Freedom Now is excited to announce the launch of the UN Working Group on Arbitrary Detention Document Search website – a free to use searchable database of legal case opinions. The UN Working Group on Arbitrary Detention (UNWGAD) is a UN body composed of human rights experts that considers individual cases of arbitrary detention and renders decisions as to whether there have been breaches of international human rights law. This searchable database is a joint pro bono effort between The Office of the United Nations High Commissioner for Human Rights (OHCHR), Freedom Now, and Thomson Reuters.
The OHCHR officially launches this database today while it hosts a Commemorative Event for the 20th Anniversary of the UNWGAD. This one day conference, which is being held in Paris, will include panel discussions about the UNWGAD and its contribution to upholding human rights law. Panelists will include Freedom Now’s founder Jared Genser and former Freedom Now client, Mr. Haithem Al-Maleh, who was imprisoned in Syria earlier this year.
For the first time, this database will allow users to search most efficiently through UNWGAD opinions. Freedom Now believes that the UNWGAD Document Search website will serve as an invaluable tool for researchers, lawyers, and human rights activists allowing users to search UNWGAD opinions by country, human rights articles and instruments, type of case, and date. The database is available in English, French, and Spanish and is expected to include other languages at a later time.
Start your search: www.unwgaddatabase.org.
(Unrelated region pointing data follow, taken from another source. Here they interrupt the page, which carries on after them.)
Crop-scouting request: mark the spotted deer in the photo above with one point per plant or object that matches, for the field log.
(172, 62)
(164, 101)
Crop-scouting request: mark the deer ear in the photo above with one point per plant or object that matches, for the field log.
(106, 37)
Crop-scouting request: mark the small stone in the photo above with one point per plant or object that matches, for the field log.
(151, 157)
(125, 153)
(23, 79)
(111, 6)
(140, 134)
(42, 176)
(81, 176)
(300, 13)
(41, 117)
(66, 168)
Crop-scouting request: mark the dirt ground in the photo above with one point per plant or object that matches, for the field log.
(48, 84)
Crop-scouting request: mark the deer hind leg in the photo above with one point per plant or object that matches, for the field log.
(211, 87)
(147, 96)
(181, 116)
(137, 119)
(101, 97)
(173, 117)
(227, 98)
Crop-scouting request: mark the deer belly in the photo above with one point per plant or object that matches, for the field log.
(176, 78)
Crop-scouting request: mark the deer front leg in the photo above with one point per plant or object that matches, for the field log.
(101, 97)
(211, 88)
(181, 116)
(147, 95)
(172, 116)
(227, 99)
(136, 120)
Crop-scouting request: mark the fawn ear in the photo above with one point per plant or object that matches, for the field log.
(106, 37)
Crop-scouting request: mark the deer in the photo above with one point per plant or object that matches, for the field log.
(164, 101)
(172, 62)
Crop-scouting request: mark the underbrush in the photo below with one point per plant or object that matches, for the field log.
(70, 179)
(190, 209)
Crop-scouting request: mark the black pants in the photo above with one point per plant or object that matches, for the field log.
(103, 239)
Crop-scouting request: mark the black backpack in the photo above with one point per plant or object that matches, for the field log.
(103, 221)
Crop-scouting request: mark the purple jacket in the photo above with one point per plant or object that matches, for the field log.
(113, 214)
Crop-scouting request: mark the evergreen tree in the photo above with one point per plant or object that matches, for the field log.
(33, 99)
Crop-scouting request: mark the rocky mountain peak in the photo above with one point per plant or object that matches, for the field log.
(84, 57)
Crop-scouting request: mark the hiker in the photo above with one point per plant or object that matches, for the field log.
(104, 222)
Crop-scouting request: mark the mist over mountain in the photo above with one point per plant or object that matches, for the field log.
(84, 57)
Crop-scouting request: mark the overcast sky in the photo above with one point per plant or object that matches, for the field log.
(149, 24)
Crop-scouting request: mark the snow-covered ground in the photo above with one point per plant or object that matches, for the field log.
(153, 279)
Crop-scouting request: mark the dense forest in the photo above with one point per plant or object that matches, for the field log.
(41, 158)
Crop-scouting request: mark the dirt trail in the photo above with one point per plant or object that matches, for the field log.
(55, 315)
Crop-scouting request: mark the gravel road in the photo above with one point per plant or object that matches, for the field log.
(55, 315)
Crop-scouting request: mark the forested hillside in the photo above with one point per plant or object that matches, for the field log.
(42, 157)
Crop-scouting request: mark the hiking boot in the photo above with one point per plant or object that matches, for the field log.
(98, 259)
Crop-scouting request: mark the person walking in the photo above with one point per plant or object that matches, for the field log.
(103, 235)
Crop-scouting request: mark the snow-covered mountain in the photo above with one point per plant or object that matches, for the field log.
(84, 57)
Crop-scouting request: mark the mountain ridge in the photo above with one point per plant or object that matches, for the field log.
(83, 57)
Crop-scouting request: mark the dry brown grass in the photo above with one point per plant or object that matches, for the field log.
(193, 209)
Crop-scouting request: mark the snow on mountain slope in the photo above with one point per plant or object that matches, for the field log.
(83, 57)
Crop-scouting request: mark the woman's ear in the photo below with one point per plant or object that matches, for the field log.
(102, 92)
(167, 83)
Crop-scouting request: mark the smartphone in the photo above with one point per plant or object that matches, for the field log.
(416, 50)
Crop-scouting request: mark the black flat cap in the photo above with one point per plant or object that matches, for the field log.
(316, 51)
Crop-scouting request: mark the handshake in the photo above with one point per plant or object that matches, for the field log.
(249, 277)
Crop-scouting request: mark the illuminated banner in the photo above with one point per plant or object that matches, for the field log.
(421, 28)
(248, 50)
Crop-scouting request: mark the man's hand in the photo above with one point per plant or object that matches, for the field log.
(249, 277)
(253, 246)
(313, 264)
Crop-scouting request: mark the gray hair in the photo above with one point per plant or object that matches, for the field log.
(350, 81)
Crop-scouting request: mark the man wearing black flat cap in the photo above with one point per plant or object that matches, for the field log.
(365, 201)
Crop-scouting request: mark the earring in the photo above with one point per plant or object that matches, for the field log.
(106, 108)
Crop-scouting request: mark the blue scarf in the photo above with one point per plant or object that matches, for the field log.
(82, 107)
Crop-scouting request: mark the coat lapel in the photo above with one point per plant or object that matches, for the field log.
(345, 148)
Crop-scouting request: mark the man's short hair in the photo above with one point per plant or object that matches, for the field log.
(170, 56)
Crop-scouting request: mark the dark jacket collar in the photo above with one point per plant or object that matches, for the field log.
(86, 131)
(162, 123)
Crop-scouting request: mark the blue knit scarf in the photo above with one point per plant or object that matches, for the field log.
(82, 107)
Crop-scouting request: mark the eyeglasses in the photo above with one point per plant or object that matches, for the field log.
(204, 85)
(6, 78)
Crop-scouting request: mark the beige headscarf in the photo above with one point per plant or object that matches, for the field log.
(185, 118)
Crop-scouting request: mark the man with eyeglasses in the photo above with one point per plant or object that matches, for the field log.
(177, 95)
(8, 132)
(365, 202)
And to see what Freedom Now has been doing, please go to our website at www.freedom-now.org.
Executive Director Maran Turner said, “As an organization that utilizes the UN Working Group on Arbitrary Detention mechanism and values the contribution this body makes to international human rights, we are thrilled to work with the United Nations and Thomson Reuters in developing this amazing resource.”
Freedom Now would like to thank Hogan Lovells US LLP and DLA Piper whose lawyers contributed their time and talents pro bono to work with Freedom Now on this project.